Well I'm basically indifferent either way; I usually try to base glossary decisions on Ppercs membership votes. Tonberry seemed to indicate that "heteroromantic" and "homoromantic" are words already in use, so for the sake of any who might hear those words and wonder about their definitions, I assumed it wouldn't hurt to add them. This would be an addition to the Ppercs glossary of course, not to any glossary on Polyamory.com, and I don't know what the legal definitions/implications would be.

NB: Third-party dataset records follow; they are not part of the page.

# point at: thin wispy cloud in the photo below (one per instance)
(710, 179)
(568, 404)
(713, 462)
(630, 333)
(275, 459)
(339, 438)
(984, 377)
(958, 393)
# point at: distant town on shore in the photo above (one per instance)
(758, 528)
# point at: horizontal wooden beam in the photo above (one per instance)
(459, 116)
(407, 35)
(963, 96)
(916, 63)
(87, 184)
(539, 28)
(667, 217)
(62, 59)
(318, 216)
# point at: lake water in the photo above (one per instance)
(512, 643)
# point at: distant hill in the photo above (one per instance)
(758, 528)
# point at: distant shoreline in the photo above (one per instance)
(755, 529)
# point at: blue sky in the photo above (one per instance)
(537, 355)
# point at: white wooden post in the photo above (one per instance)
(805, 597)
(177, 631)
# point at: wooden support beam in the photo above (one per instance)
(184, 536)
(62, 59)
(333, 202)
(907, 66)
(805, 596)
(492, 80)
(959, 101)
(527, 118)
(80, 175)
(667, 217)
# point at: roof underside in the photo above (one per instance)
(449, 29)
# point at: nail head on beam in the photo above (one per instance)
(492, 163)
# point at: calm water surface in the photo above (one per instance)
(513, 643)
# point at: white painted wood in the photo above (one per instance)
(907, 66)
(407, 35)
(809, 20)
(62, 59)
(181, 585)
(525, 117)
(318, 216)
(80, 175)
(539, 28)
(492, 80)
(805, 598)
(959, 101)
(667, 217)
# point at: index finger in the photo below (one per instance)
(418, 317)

It never occurred to me to make the Ppercs glossary a legally-correct (or even entirely serious) glossary; it could be done but would require considerable research, and a re-building of the glossary from the ground up. For something like that, I'd be inclined to look for a nomination, and a majority vote, from the Ppercs membership. Nominating a couple of new entries is an easier proposition, so I (being a Ppercs member) don't mind making the nomination. The other Ppercs members can usually strike such ideas down with one or two votes.
If you feel strongly about it, I'll consider not nominating the words. (I don't plan on deciding either way for several weeks.) It's true that the words haven't appeared (to my knowledge) on Ppercs per se, so I guess Ppercs has less of a "vested interest" in them.

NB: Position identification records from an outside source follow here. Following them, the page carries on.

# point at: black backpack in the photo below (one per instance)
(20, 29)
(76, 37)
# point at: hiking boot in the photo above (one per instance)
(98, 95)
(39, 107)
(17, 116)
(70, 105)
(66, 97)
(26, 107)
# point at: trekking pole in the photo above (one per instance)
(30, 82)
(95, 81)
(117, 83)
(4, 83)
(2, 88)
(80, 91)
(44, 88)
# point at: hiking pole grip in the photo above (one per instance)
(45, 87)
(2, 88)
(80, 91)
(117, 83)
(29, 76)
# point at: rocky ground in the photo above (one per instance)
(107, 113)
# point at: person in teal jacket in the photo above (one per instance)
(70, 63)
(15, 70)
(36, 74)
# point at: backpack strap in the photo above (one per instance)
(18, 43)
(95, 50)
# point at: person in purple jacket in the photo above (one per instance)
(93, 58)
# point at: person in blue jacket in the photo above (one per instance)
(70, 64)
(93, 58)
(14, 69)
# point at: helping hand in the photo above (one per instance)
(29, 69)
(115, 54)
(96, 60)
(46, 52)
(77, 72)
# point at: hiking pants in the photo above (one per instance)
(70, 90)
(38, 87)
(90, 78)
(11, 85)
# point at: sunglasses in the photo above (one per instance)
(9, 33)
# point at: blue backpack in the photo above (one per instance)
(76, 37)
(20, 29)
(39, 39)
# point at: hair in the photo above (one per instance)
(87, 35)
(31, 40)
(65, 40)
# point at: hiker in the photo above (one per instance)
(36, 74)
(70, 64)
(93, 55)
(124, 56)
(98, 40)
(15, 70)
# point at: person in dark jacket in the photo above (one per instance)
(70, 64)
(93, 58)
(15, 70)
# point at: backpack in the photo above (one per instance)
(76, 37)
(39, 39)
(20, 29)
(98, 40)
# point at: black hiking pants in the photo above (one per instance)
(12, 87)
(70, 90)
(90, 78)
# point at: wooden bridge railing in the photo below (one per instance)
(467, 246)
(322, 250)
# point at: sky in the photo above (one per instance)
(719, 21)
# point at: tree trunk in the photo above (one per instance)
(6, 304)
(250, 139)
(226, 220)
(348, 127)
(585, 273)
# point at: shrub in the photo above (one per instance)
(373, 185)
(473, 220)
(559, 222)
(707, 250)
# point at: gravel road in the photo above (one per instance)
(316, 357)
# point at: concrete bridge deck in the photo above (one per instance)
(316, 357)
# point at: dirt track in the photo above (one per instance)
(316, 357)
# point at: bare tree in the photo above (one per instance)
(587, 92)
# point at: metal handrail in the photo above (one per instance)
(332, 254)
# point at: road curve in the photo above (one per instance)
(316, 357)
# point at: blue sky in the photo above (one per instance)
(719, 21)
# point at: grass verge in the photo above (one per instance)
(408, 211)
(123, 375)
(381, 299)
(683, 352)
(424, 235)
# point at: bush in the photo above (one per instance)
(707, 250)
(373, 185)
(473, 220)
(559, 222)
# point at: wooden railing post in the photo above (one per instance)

If you visit the glossary in question
, you'll no doubt observe that lots of "questionable" entries are already in there. I don't personally nominate deleting entries as often as I do adding, but if other Ppercs members ask me to delete an entry, I take it seriously.
I could add a note to the Ppercs "polygamy" entry, strongly emphasizing the importance of using the correct legal definition. I guess I make these decisions to nominate or not nominate based on my own intuition (and any Ppercs member can do likewise without my go-ahead), but I try to take opinions outside Ppercs into account.
The sad fact is that people don't always use legally correct definitions, and "polygamy" is a prominent example of that. I've heard, for example, "polyandry" used in a way that doesn't suggest legal marriage. I've also heard "marriage" used in a way that doesn't suggest legal marriage. Incorrect, and arguably dangerous in certain situations, but people do it sometimes.
Right now, I just consider the Ppercs glossary to be a "general information" (occasionally even a "just for fun") resource. I don't even try to make it line up with the dictionary (let alone Oxford or Webster). My primary goal has been to make it reflect the words and definitions that exist in the minds and posts of the Ppercs membership, which by the way is a good argument for keeping that glossary separate from any Polyamory.com assertions. But I don't want Ppercs to be "stuck in a bottle" either, so I sometimes nominate stuff that I run across on other sites (and then let the Ppercs membership decide if they want it). It's the best I can do with an ailing website (Ppercs doesn't get a lot of activity nowadays).